By Sally Lett, Legal Nurse Consultant
© 2007 The Medical-Legal News
Healthcare and personal injury claims amount to a tremendous sum for auto insurance companies. Many insurers now review medical bills with computer software to cut costs both in terms of PIP/MedPay, as well as in bodily injury claim payments, particularly those involving soft tissue injuries. These softwares are thoroughly tested by software testing services.
Approximately 70 percent of the auto insurance industry has implemented claims assessment software — Colossus, ACE, ACME, or CCPR — to evaluate bodily injury claims. Some lawyers have learned how to format their demand letters for these programs in order to obtain the highest value for their clients’ claims.
MIST (Minor Impact Soft Tissue)
In the mid 1990s Allstate implemented a claims processing system called CCPR that segmented claims into different divisions that depended on the facts of the case. MIST was so successful in terms of savings that other insurers adopted it.
Typically, when vehicle damage falls below $1,000, claims are routed to the MIST division of the insurance company. There, claims are handled by adjustors who have a limit on the claim payment, often not exceeding $3,000. The company is willing to aggressively defend these claims. The intent is to make lawyers unwilling to accept such cases, therefore leading to lower settlement offers.
Colossus, a computer program, divides injury cases into two categories: demonstrable and non-demonstrable/soft-tissue. Non-demonstrable cases deal with whiplash. The values of factors in such cases are calculated in a different manner than the factors in a demonstrable injury case.
Symptoms known as “complaints” add value to the claim. These include headaches, muscle spasms, restriction of movement, radiating pain, depression and others. Prognosis is a large value-driver.

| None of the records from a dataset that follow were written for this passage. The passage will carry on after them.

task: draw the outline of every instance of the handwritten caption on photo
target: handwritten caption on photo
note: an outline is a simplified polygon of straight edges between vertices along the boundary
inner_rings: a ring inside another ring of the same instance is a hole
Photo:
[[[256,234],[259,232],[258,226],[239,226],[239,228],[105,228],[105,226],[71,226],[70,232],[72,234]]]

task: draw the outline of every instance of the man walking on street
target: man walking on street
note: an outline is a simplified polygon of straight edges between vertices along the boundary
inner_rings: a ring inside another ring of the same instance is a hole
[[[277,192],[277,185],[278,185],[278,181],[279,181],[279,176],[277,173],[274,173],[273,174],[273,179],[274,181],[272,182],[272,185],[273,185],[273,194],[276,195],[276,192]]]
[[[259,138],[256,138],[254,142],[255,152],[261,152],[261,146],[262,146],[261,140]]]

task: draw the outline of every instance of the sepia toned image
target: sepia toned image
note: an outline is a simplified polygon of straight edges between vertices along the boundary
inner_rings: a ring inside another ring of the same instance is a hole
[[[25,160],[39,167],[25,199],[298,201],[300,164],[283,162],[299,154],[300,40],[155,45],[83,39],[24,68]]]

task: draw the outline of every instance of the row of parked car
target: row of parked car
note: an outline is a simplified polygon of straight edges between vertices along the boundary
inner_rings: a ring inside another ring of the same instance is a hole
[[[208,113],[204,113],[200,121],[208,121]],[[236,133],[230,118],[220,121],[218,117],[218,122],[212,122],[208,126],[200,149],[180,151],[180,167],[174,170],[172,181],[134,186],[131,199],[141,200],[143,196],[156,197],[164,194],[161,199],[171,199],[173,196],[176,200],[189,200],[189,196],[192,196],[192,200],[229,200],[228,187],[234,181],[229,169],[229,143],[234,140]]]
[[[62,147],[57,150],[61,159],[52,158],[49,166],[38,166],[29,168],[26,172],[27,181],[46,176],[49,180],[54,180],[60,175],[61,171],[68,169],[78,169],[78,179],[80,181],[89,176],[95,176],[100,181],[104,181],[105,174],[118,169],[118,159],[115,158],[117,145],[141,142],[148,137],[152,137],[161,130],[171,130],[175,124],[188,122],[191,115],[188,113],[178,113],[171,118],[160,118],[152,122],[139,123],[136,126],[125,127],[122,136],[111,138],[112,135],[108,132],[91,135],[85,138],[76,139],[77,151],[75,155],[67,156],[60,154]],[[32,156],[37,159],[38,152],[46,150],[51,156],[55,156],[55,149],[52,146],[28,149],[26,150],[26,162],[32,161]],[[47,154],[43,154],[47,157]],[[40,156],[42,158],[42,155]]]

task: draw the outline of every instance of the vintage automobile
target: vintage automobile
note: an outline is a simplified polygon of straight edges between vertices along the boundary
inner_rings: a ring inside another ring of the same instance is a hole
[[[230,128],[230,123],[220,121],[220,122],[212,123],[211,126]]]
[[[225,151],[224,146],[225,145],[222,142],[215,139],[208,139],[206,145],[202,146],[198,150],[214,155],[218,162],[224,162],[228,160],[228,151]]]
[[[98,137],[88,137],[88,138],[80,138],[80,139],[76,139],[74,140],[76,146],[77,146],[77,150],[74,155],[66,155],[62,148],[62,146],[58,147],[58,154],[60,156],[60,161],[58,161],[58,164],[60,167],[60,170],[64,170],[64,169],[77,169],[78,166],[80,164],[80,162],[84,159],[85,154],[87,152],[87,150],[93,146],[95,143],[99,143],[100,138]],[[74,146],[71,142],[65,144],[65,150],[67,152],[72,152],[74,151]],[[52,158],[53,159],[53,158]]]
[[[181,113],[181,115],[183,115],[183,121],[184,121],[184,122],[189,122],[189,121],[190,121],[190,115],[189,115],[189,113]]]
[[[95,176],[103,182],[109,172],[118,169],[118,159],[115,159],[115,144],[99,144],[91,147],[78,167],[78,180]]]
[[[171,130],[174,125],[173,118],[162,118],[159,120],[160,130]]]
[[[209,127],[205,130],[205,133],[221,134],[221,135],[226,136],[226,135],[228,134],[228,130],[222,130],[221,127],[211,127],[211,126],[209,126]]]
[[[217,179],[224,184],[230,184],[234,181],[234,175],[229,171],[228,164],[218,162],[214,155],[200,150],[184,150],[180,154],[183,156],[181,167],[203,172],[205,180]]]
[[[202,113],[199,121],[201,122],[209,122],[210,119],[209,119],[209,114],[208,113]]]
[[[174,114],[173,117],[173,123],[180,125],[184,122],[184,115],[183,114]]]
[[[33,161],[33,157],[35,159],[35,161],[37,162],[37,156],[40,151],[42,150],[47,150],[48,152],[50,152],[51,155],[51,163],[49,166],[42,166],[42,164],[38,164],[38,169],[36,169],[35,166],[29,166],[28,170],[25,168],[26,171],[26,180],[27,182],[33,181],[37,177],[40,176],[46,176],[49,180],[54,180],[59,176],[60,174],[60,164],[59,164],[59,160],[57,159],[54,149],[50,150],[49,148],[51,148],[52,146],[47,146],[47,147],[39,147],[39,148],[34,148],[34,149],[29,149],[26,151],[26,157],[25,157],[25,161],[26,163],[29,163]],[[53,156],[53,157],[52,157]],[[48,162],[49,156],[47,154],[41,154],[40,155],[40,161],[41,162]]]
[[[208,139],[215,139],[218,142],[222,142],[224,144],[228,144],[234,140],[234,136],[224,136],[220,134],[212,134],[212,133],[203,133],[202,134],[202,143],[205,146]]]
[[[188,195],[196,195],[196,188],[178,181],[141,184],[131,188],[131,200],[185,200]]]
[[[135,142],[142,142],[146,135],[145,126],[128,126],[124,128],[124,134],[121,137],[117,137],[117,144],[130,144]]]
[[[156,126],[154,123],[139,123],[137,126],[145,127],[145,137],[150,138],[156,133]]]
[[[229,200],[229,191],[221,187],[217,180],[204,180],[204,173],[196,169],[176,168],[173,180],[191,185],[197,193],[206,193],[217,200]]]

Disability in terms and methods in Colossus is different from those used by physicians. Physicians consider the client’s job description, physical capacity testing and results from clinical assessment tools. Colossus uses a completely different system called “Duties Under Duress.” To obtain any value for the disability, the injured party’s attorney must specifically address the duties in the demand letter.
Permanent impairment is the second most valuable factor in a Colossus claim, preceded only by the injuries incurred. Colossus calculates values based on the findings of the AMA’s Guides to the Evaluation of Permanent Impairment, 5th Edition. Claims that do not have an AMA impairment rating fail to obtain the highest potential value.
Look at these elements in litigating or defending these software-assessed claims:
• Diagnostic coding should reflect the actual injuries.
• Records should reflect that care was done at a reasonable charge.
• High quality chart notes should reflect the injured person’s clinical treatment schedule and referrals.